En el puerto de Pisco, el niño Abraham vivía con su familia en una modesta pero apacible casa adornada por el follaje que ofrecía un placentero frescor.

La comida, el rezo y los relatos de la faena diaria que contaba su padre unían a la familia. Pero dicha felicidad se enturbió por la vida triste que llevaba Isabel, una vecina y amiga, la cual había sido abandonada hacía tiempo por su esposo, de nombre Chale, un hombre que hasta entonces había sido muy bueno y cariñoso.

Unos testigos dijeron que vieron a Chale ir apresuradamente al muelle junto con dos hombres desconocidos y desde esa ocasión no se supo más de él.

De eso ya habían pasado 18 años e Isabel estaba segura que a su esposo lo habían embarcado a la fuerza en un misterioso buque negro que divisó aquel mismo día de su desaparición; pese al tiempo transcurrido tenía la esperanza de su retorno.

Un día, los padres de Abraham quisieron distraer a Isabel y la invitaron a dar un paseo por el campo. Todo el grupo familiar, incluidos los criados, partieron a hacer la excursión. Isabel iba pálida y con un vestido negro.

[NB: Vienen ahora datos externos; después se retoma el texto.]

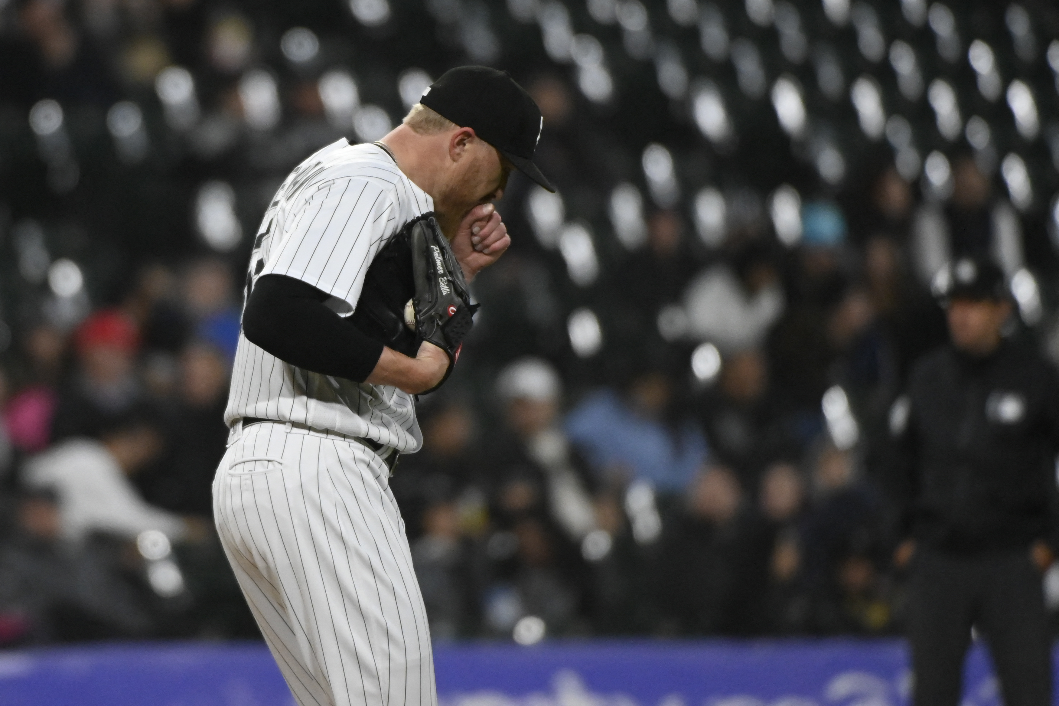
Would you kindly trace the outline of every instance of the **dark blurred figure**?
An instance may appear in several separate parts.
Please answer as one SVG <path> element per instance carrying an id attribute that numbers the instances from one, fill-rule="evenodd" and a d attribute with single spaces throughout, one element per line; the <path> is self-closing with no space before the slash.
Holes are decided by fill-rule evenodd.
<path id="1" fill-rule="evenodd" d="M 463 528 L 471 534 L 485 529 L 485 494 L 491 474 L 483 464 L 474 410 L 459 392 L 432 400 L 419 412 L 423 448 L 400 460 L 400 471 L 390 479 L 390 487 L 407 523 L 410 540 L 425 530 L 420 520 L 438 498 L 466 495 Z"/>
<path id="2" fill-rule="evenodd" d="M 0 410 L 7 406 L 10 391 L 7 371 L 0 368 Z M 12 480 L 14 479 L 11 473 L 13 456 L 14 451 L 11 445 L 11 433 L 7 430 L 7 421 L 0 418 L 0 502 L 2 502 L 4 491 L 12 487 Z M 0 512 L 2 511 L 3 508 L 0 506 Z"/>
<path id="3" fill-rule="evenodd" d="M 659 595 L 670 629 L 748 635 L 766 628 L 768 532 L 735 474 L 723 466 L 700 473 L 663 541 Z"/>
<path id="4" fill-rule="evenodd" d="M 97 312 L 74 335 L 77 368 L 59 393 L 52 440 L 98 437 L 102 429 L 140 404 L 137 377 L 140 333 L 116 310 Z"/>
<path id="5" fill-rule="evenodd" d="M 604 484 L 640 480 L 660 494 L 682 492 L 705 463 L 705 439 L 679 404 L 681 390 L 662 366 L 638 370 L 624 393 L 587 395 L 567 417 L 570 440 Z"/>
<path id="6" fill-rule="evenodd" d="M 551 634 L 584 632 L 584 562 L 550 518 L 538 479 L 509 477 L 496 506 L 495 531 L 486 543 L 491 575 L 484 604 L 488 630 L 509 634 L 519 618 L 536 616 Z"/>
<path id="7" fill-rule="evenodd" d="M 758 512 L 771 539 L 767 621 L 769 632 L 796 632 L 804 622 L 801 523 L 806 507 L 805 480 L 786 462 L 761 476 Z"/>
<path id="8" fill-rule="evenodd" d="M 23 481 L 55 493 L 66 539 L 102 533 L 134 540 L 143 531 L 158 530 L 182 540 L 200 533 L 203 524 L 149 505 L 130 480 L 162 447 L 157 424 L 146 411 L 133 409 L 103 428 L 100 440 L 69 438 L 30 459 Z"/>
<path id="9" fill-rule="evenodd" d="M 815 608 L 815 626 L 832 635 L 883 635 L 893 630 L 892 592 L 878 546 L 854 541 L 841 553 L 828 595 Z"/>
<path id="10" fill-rule="evenodd" d="M 1008 706 L 1052 703 L 1041 571 L 1059 547 L 1059 377 L 1003 335 L 1002 270 L 963 258 L 943 273 L 951 345 L 915 367 L 891 423 L 911 571 L 908 635 L 917 706 L 959 703 L 976 626 Z"/>
<path id="11" fill-rule="evenodd" d="M 165 425 L 161 462 L 137 477 L 147 501 L 183 515 L 213 516 L 213 476 L 228 444 L 228 357 L 193 342 L 180 354 L 180 385 Z"/>
<path id="12" fill-rule="evenodd" d="M 717 386 L 700 396 L 697 407 L 711 449 L 739 475 L 746 488 L 755 488 L 765 466 L 790 452 L 794 443 L 769 399 L 762 351 L 749 349 L 726 356 Z"/>
<path id="13" fill-rule="evenodd" d="M 868 240 L 864 273 L 872 304 L 894 345 L 897 378 L 903 382 L 920 355 L 945 342 L 945 317 L 891 236 Z"/>
<path id="14" fill-rule="evenodd" d="M 620 290 L 629 303 L 650 316 L 663 305 L 676 302 L 695 273 L 696 262 L 685 230 L 684 222 L 675 211 L 652 214 L 647 220 L 646 251 L 630 259 L 629 271 L 621 277 Z"/>
<path id="15" fill-rule="evenodd" d="M 696 275 L 683 297 L 688 335 L 725 353 L 760 346 L 786 306 L 774 254 L 759 241 Z"/>
<path id="16" fill-rule="evenodd" d="M 596 528 L 587 469 L 559 425 L 562 383 L 551 364 L 533 357 L 511 363 L 497 378 L 505 433 L 499 435 L 493 473 L 530 475 L 544 490 L 548 511 L 571 542 Z"/>
<path id="17" fill-rule="evenodd" d="M 29 106 L 42 99 L 109 106 L 115 86 L 105 58 L 83 36 L 59 0 L 17 3 L 18 34 L 0 47 L 5 70 L 0 100 Z"/>
<path id="18" fill-rule="evenodd" d="M 3 417 L 12 446 L 24 454 L 43 451 L 51 441 L 66 348 L 66 336 L 48 323 L 31 326 L 22 338 L 24 380 L 11 390 Z"/>
<path id="19" fill-rule="evenodd" d="M 807 630 L 840 632 L 832 617 L 840 567 L 850 546 L 859 551 L 877 545 L 882 522 L 881 498 L 858 477 L 854 453 L 821 443 L 812 464 L 812 501 L 802 525 Z"/>
<path id="20" fill-rule="evenodd" d="M 114 552 L 70 540 L 54 493 L 24 492 L 0 541 L 0 645 L 145 637 L 151 628 Z"/>
<path id="21" fill-rule="evenodd" d="M 190 323 L 177 289 L 173 270 L 165 265 L 152 263 L 140 269 L 122 311 L 143 332 L 145 349 L 177 353 L 186 342 Z"/>
<path id="22" fill-rule="evenodd" d="M 412 543 L 412 564 L 433 639 L 474 634 L 478 623 L 479 577 L 475 548 L 463 536 L 460 509 L 451 498 L 437 497 L 423 513 L 423 534 Z"/>
<path id="23" fill-rule="evenodd" d="M 956 258 L 991 260 L 1010 277 L 1025 261 L 1022 226 L 1007 200 L 970 154 L 952 161 L 952 196 L 925 204 L 913 222 L 912 254 L 920 281 L 931 284 Z"/>
<path id="24" fill-rule="evenodd" d="M 215 258 L 193 262 L 181 279 L 180 300 L 191 319 L 193 335 L 233 359 L 241 312 L 235 301 L 232 268 Z"/>
<path id="25" fill-rule="evenodd" d="M 767 350 L 776 404 L 786 413 L 815 420 L 821 396 L 834 383 L 833 346 L 842 342 L 836 340 L 832 319 L 849 292 L 843 267 L 845 217 L 833 204 L 806 204 L 803 229 L 803 245 L 788 273 L 790 303 L 769 332 Z M 807 422 L 801 436 L 809 440 L 818 430 Z"/>

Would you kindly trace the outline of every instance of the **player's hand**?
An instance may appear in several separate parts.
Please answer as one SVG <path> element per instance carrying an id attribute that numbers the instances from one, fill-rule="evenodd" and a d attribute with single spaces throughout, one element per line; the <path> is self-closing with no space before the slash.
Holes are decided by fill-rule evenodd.
<path id="1" fill-rule="evenodd" d="M 511 244 L 507 226 L 492 204 L 475 206 L 460 222 L 452 239 L 452 253 L 470 282 L 482 269 L 497 262 Z"/>
<path id="2" fill-rule="evenodd" d="M 415 354 L 415 363 L 418 368 L 418 380 L 415 381 L 414 389 L 405 390 L 412 394 L 429 390 L 442 382 L 449 370 L 449 354 L 425 340 Z"/>

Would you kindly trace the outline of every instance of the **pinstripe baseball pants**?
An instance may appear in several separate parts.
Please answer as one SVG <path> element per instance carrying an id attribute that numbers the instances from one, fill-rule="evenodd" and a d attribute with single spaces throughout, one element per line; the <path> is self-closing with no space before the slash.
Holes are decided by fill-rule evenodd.
<path id="1" fill-rule="evenodd" d="M 338 434 L 259 423 L 213 486 L 228 560 L 300 706 L 436 706 L 427 614 L 389 471 Z"/>

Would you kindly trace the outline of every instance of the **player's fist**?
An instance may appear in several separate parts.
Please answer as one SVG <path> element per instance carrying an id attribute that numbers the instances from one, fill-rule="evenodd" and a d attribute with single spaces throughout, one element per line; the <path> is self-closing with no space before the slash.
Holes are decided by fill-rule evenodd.
<path id="1" fill-rule="evenodd" d="M 464 278 L 470 282 L 483 268 L 497 262 L 511 239 L 497 208 L 492 204 L 481 204 L 460 222 L 451 244 Z"/>
<path id="2" fill-rule="evenodd" d="M 436 387 L 449 370 L 449 354 L 428 340 L 419 345 L 415 361 L 419 369 L 419 380 L 415 385 L 416 389 L 406 390 L 407 392 L 417 394 Z"/>

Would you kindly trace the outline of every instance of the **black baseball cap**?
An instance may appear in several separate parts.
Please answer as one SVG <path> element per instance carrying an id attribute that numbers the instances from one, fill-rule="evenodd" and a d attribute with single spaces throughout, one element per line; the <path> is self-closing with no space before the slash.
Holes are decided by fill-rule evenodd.
<path id="1" fill-rule="evenodd" d="M 424 91 L 419 103 L 460 127 L 471 128 L 520 172 L 555 191 L 533 163 L 544 126 L 540 108 L 506 71 L 487 66 L 450 69 Z"/>
<path id="2" fill-rule="evenodd" d="M 953 299 L 1004 301 L 1010 298 L 1004 270 L 984 258 L 958 258 L 946 265 L 934 278 L 933 289 L 943 304 Z"/>

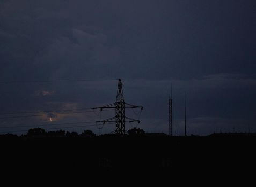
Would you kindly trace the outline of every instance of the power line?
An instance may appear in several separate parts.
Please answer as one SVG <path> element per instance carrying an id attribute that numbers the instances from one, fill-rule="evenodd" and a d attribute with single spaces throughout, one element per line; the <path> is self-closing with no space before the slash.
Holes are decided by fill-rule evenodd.
<path id="1" fill-rule="evenodd" d="M 17 127 L 40 127 L 40 126 L 58 126 L 58 125 L 65 125 L 65 124 L 84 124 L 84 123 L 94 123 L 94 121 L 85 121 L 85 122 L 74 122 L 74 123 L 54 123 L 54 124 L 33 124 L 29 126 L 11 126 L 11 127 L 0 127 L 0 129 L 2 128 L 17 128 Z"/>
<path id="2" fill-rule="evenodd" d="M 113 110 L 113 109 L 108 110 L 108 111 L 111 111 L 111 110 Z M 50 114 L 52 114 L 52 115 L 64 115 L 64 114 L 79 114 L 79 113 L 87 113 L 87 112 L 100 112 L 100 111 L 82 111 L 82 112 L 64 112 L 64 113 L 53 113 L 52 114 L 0 117 L 0 119 L 14 119 L 14 118 L 32 118 L 32 117 L 36 117 L 36 116 L 49 116 Z"/>
<path id="3" fill-rule="evenodd" d="M 30 113 L 47 113 L 47 112 L 66 112 L 66 111 L 83 111 L 83 110 L 91 110 L 91 108 L 78 108 L 78 109 L 68 109 L 68 110 L 42 111 L 11 112 L 6 112 L 6 113 L 1 113 L 0 115 L 30 114 Z"/>
<path id="4" fill-rule="evenodd" d="M 115 124 L 115 123 L 108 123 L 108 124 Z M 88 124 L 84 126 L 69 126 L 65 127 L 56 127 L 56 128 L 47 128 L 44 129 L 45 130 L 54 130 L 54 129 L 68 129 L 71 128 L 77 128 L 77 127 L 90 127 L 90 126 L 96 126 L 96 124 Z M 0 134 L 5 134 L 5 133 L 20 133 L 20 132 L 26 132 L 27 130 L 15 130 L 15 131 L 2 131 L 0 132 Z"/>

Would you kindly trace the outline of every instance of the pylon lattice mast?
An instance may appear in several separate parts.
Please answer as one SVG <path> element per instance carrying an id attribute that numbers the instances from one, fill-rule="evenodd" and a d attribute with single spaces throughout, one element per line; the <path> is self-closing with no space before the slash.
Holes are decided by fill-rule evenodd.
<path id="1" fill-rule="evenodd" d="M 107 119 L 105 120 L 98 121 L 96 122 L 103 122 L 104 124 L 105 124 L 106 122 L 115 122 L 115 130 L 112 133 L 125 134 L 126 133 L 125 123 L 126 122 L 129 123 L 134 122 L 137 122 L 138 123 L 140 123 L 140 120 L 126 117 L 125 115 L 125 110 L 126 108 L 141 108 L 142 110 L 143 109 L 142 106 L 131 105 L 125 102 L 122 81 L 121 79 L 119 79 L 118 81 L 118 91 L 116 94 L 115 103 L 103 107 L 92 108 L 93 110 L 100 108 L 101 111 L 102 111 L 103 110 L 106 108 L 115 108 L 115 116 Z"/>

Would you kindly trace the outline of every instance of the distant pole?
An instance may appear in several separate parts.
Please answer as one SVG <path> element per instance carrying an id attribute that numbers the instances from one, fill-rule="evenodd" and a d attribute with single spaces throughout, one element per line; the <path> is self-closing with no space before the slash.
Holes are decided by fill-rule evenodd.
<path id="1" fill-rule="evenodd" d="M 169 135 L 173 135 L 172 133 L 172 85 L 171 84 L 171 96 L 169 96 Z"/>
<path id="2" fill-rule="evenodd" d="M 185 104 L 185 106 L 185 106 L 185 107 L 184 107 L 184 110 L 185 110 L 185 111 L 184 111 L 185 112 L 184 112 L 184 113 L 185 113 L 185 115 L 185 115 L 184 116 L 184 117 L 185 117 L 185 136 L 187 136 L 187 126 L 186 126 L 187 124 L 186 123 L 186 91 L 185 92 L 185 95 L 184 95 L 184 104 Z"/>

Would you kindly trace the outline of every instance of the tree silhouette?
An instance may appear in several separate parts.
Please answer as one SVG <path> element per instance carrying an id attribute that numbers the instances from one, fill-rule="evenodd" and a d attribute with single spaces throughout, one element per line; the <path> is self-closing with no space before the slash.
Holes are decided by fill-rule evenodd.
<path id="1" fill-rule="evenodd" d="M 77 137 L 78 136 L 78 134 L 77 132 L 72 132 L 70 133 L 69 131 L 67 131 L 66 137 Z"/>
<path id="2" fill-rule="evenodd" d="M 79 136 L 82 137 L 95 137 L 96 136 L 96 135 L 91 130 L 86 130 L 82 133 Z"/>
<path id="3" fill-rule="evenodd" d="M 40 128 L 30 129 L 27 132 L 28 136 L 43 136 L 45 135 L 46 132 L 45 129 Z"/>
<path id="4" fill-rule="evenodd" d="M 145 131 L 142 129 L 134 127 L 133 129 L 128 130 L 128 133 L 129 135 L 137 135 L 144 134 Z"/>

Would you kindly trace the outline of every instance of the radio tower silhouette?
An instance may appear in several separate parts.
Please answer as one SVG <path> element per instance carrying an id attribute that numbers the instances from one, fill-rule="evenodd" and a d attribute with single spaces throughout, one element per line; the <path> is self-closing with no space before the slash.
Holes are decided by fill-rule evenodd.
<path id="1" fill-rule="evenodd" d="M 103 110 L 106 108 L 115 108 L 115 116 L 107 119 L 105 120 L 97 121 L 96 121 L 96 122 L 103 122 L 103 124 L 105 124 L 106 122 L 115 122 L 115 130 L 112 133 L 115 133 L 116 134 L 125 134 L 126 132 L 125 129 L 125 123 L 126 122 L 129 123 L 137 122 L 138 123 L 140 123 L 140 120 L 137 120 L 126 117 L 125 115 L 125 109 L 126 108 L 141 108 L 141 110 L 143 109 L 142 106 L 136 106 L 125 102 L 122 81 L 121 79 L 119 79 L 118 81 L 118 92 L 116 94 L 115 103 L 103 107 L 92 108 L 93 110 L 100 108 L 101 111 L 102 111 Z"/>

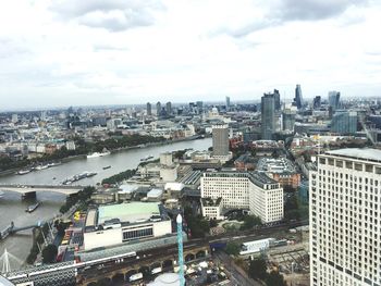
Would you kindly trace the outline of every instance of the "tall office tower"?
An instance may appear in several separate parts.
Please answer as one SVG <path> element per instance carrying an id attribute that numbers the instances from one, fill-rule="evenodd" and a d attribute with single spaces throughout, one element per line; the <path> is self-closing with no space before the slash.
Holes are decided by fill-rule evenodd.
<path id="1" fill-rule="evenodd" d="M 213 156 L 229 154 L 229 129 L 225 124 L 212 126 Z"/>
<path id="2" fill-rule="evenodd" d="M 321 97 L 317 96 L 314 98 L 312 108 L 320 109 L 320 107 L 321 107 Z"/>
<path id="3" fill-rule="evenodd" d="M 331 121 L 331 132 L 340 134 L 355 134 L 357 132 L 356 111 L 336 111 Z"/>
<path id="4" fill-rule="evenodd" d="M 151 103 L 147 102 L 147 115 L 152 115 L 152 107 Z"/>
<path id="5" fill-rule="evenodd" d="M 172 103 L 171 101 L 168 101 L 167 104 L 165 104 L 165 111 L 167 111 L 167 114 L 168 115 L 171 115 L 172 114 Z"/>
<path id="6" fill-rule="evenodd" d="M 275 100 L 273 94 L 265 94 L 261 98 L 262 139 L 271 140 L 275 132 Z"/>
<path id="7" fill-rule="evenodd" d="M 281 95 L 279 94 L 278 89 L 274 89 L 274 104 L 275 111 L 281 110 Z"/>
<path id="8" fill-rule="evenodd" d="M 294 102 L 295 102 L 295 105 L 297 107 L 297 109 L 302 109 L 302 107 L 303 107 L 303 97 L 302 97 L 300 85 L 296 85 Z"/>
<path id="9" fill-rule="evenodd" d="M 340 92 L 339 91 L 330 91 L 328 92 L 328 103 L 332 108 L 332 111 L 336 111 L 340 104 Z"/>
<path id="10" fill-rule="evenodd" d="M 285 109 L 282 112 L 282 129 L 283 130 L 294 130 L 296 112 L 291 109 Z"/>
<path id="11" fill-rule="evenodd" d="M 156 103 L 156 115 L 160 116 L 161 115 L 161 103 L 158 101 Z"/>
<path id="12" fill-rule="evenodd" d="M 226 97 L 226 110 L 230 110 L 230 97 Z"/>
<path id="13" fill-rule="evenodd" d="M 381 151 L 327 151 L 309 182 L 310 285 L 381 285 Z"/>

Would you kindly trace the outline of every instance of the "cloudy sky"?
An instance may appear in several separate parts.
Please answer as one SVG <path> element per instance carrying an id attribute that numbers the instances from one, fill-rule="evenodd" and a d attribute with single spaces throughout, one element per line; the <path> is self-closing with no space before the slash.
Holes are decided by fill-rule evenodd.
<path id="1" fill-rule="evenodd" d="M 0 109 L 376 97 L 378 0 L 12 0 Z"/>

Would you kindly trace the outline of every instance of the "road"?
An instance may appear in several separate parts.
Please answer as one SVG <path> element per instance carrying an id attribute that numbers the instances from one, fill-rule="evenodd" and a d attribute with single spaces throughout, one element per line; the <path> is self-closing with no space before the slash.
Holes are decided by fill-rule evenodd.
<path id="1" fill-rule="evenodd" d="M 256 282 L 246 275 L 243 275 L 238 270 L 237 266 L 233 263 L 233 260 L 230 256 L 228 256 L 223 251 L 216 251 L 213 253 L 213 258 L 219 260 L 224 266 L 225 270 L 229 271 L 231 274 L 230 279 L 235 284 L 235 285 L 253 285 L 253 286 L 262 286 L 259 282 Z"/>

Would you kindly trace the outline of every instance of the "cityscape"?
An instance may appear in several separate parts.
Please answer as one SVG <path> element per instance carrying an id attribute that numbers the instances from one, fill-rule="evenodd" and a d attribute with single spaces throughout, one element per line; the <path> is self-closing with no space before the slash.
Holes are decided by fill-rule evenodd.
<path id="1" fill-rule="evenodd" d="M 381 286 L 379 3 L 16 2 L 0 286 Z"/>

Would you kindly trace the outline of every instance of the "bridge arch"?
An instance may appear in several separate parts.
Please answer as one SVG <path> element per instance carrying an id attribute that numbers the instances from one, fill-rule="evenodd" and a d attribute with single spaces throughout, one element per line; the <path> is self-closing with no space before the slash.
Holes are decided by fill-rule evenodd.
<path id="1" fill-rule="evenodd" d="M 199 250 L 197 253 L 196 253 L 196 258 L 199 259 L 199 258 L 205 258 L 207 256 L 207 251 L 206 250 Z"/>
<path id="2" fill-rule="evenodd" d="M 187 253 L 185 256 L 185 262 L 189 262 L 192 260 L 195 260 L 196 256 L 194 253 Z"/>
<path id="3" fill-rule="evenodd" d="M 114 284 L 119 284 L 124 282 L 124 274 L 123 273 L 115 273 L 112 277 L 111 277 L 112 283 Z"/>

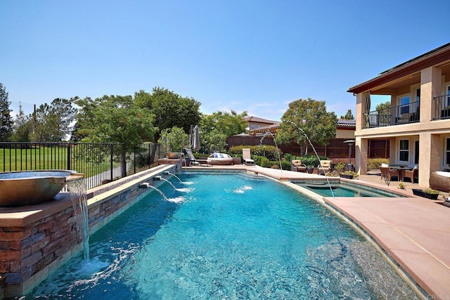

Al cruzar la Plaza de armas, Abraham notó que todos estaban tristes. Ya en las afueras del pueblo, pasaron cerca de una iglesia abandonada, y la criada –una vieja negra–

dijo que allí penaban y que al amanecer se veía el espectro de un cura haciendo misa, acompañado de su sacristán.

Abraham no resistió la curiosidad y se acercó a la iglesia.

Por una rendija, vio los nichos de los altares sin santos, la nave terrosa abandonada, el altar mayor vacío; un murciélago cruzó de un rincón a otro y unos búhos volaron gritando.

El grupo llegó al fin al lugar elegido como destino, que era un pepinal o campo de pepinos.

Subieron todos a una pequeña altura de donde se veía cerca la pequeña choza del chacarero o encargado del terreno de cultivo.

El labriego les saludó de lejos a toda voz. Ya se disponían a bajar todos, cuando Isabel, quien se había quedado contemplando el mar, gritó: "¡El buque negro...!" Efectivamente, un buque negro de tres palos veíase en las proximidades del puerto.

Isabel bajó muy alterada, pero los padres de Abraham la cogieron y casi la cargaron en brazos. Como se asomaba una paraca (viento fuerte), decidieron regresar todos al puerto por el camino de la playa.

La paraca empezó a arreciar, se oscureció el cielo, los perros ladraron y una palidez dominó a todo el grupo.

Vieron en la plaza a la gente apresurada en busca de refugio. Isabel iba diciendo: "Más de prisa, allí está el buque negro; ¡más de prisa por Dios! ...". De pronto, dio un grito espantoso: "¡Se va! ¡El buque negro se va! ¡Se va!". Efectivamente, el buque se iba.

La población quedó cubierta de un polvo amarillento, que era el guano pulverizado de las aves marinas que el viento arrastraba desde las islas adyacentes.

Cuando la familia regresó a casa recostaron a Isabel, ya extenuada, y cayó una noche negra y lúgubre. Así culminó aquel día tan extraño.